Seminar Details

Seminar Details


Oct 17

3:30 pm

Log-concave Density Estimation with Applications

Richard Samworth


University of Cambridge - Statistical Laboratory

The set of log-concave densities on $mathbb{R}^d$ forms a very attractive infinite-dimensional class. It is large enough to include many standard parametric families and yet it retains many of the desirable properties of Gaussian densities, e.g. closure under marginalisation, conditioning and convolution operations. Importantly, the class is also small enough to allow fully automatic estimation procedures, e.g. using maximum likelihood, where more traditional nonparametric methods would require troublesome choices of smoothing parameters. I will begin by describing the log-concave density estimation problem, including recent theoretical results. I will also show how related ideas of log-concave projections are relevant for other inferential problems including regression, testing and Independent Component Analysis.

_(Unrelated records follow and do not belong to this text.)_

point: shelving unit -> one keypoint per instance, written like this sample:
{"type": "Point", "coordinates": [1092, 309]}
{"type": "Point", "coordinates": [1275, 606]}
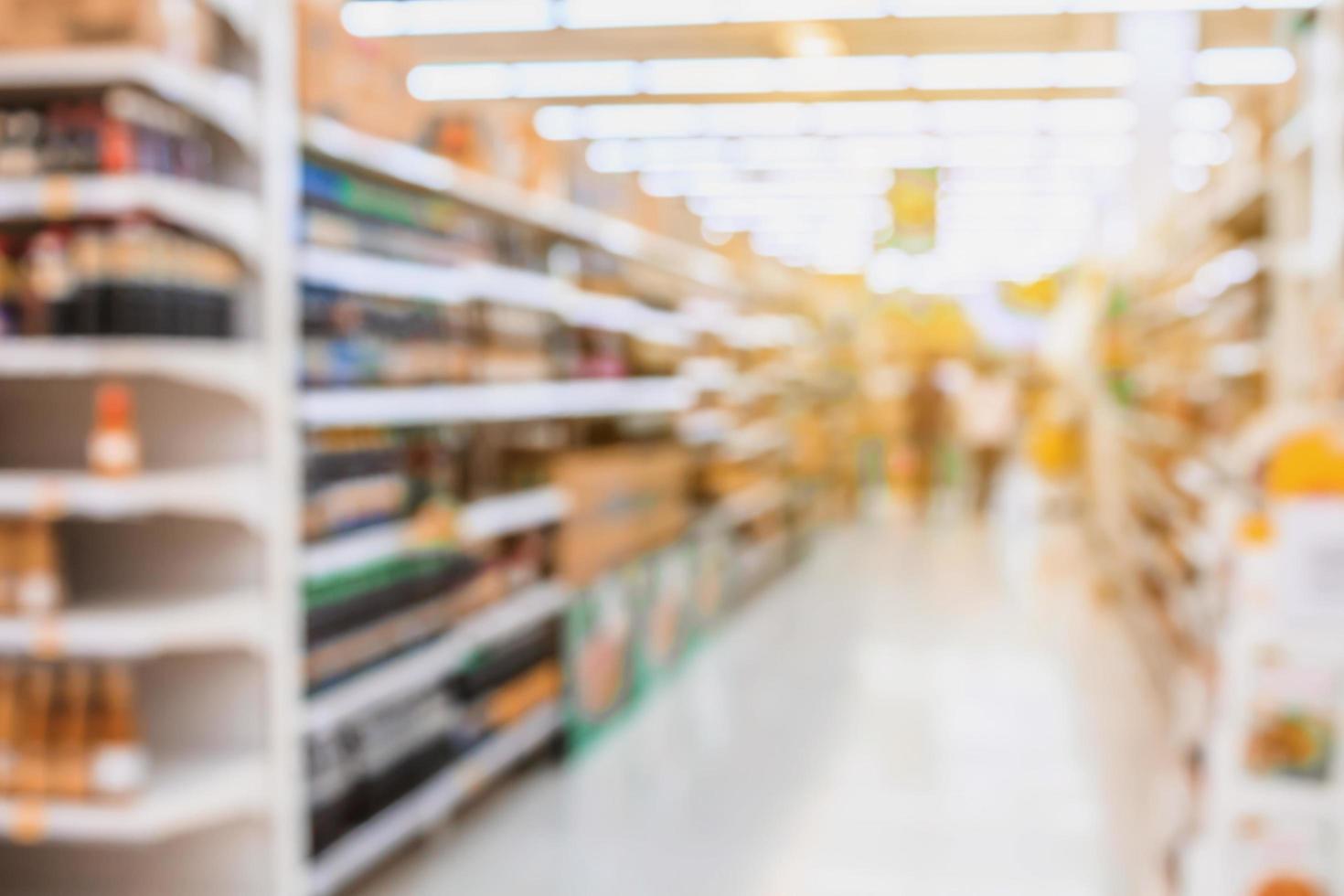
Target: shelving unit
{"type": "Point", "coordinates": [214, 624]}
{"type": "Point", "coordinates": [226, 640]}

Bio: I obtained my PhD in Statistics from the University of Cambridge in 2004. Following a research fellowship at St John's College, Cambridge, I was appointed to a lectureship in Statistics at the Statistical Laboratory in Cambridge in 2005. I was promoted to a readership in 2010 and to a full professorship from October 2013. I remain a fellow of St John's College, and currently hold an EPSRC Early Career Fellowship (worth GBP 1.2M) for five years from December 2012. My main research interests are in nonparametric and high-dimensional statistics. Particular topics include shape-constrained density and other nonparametric function estimation problems, nonparametric classification, clustering and regression, Independent Component Analysis, the bootstrap and high-dimensional variable selection problems. I was awarded the Royal Statistical Society Research prize (2008), a Leverhulme Research Fellowship (2011) and the Royal Statistical Society Guy Medal in Bronze (2012). I currently serve as an Associate Editor for the Annals of Statistics, the Journal of the Royal Statistical Society Series B, Biometrika and Statistica Sinica.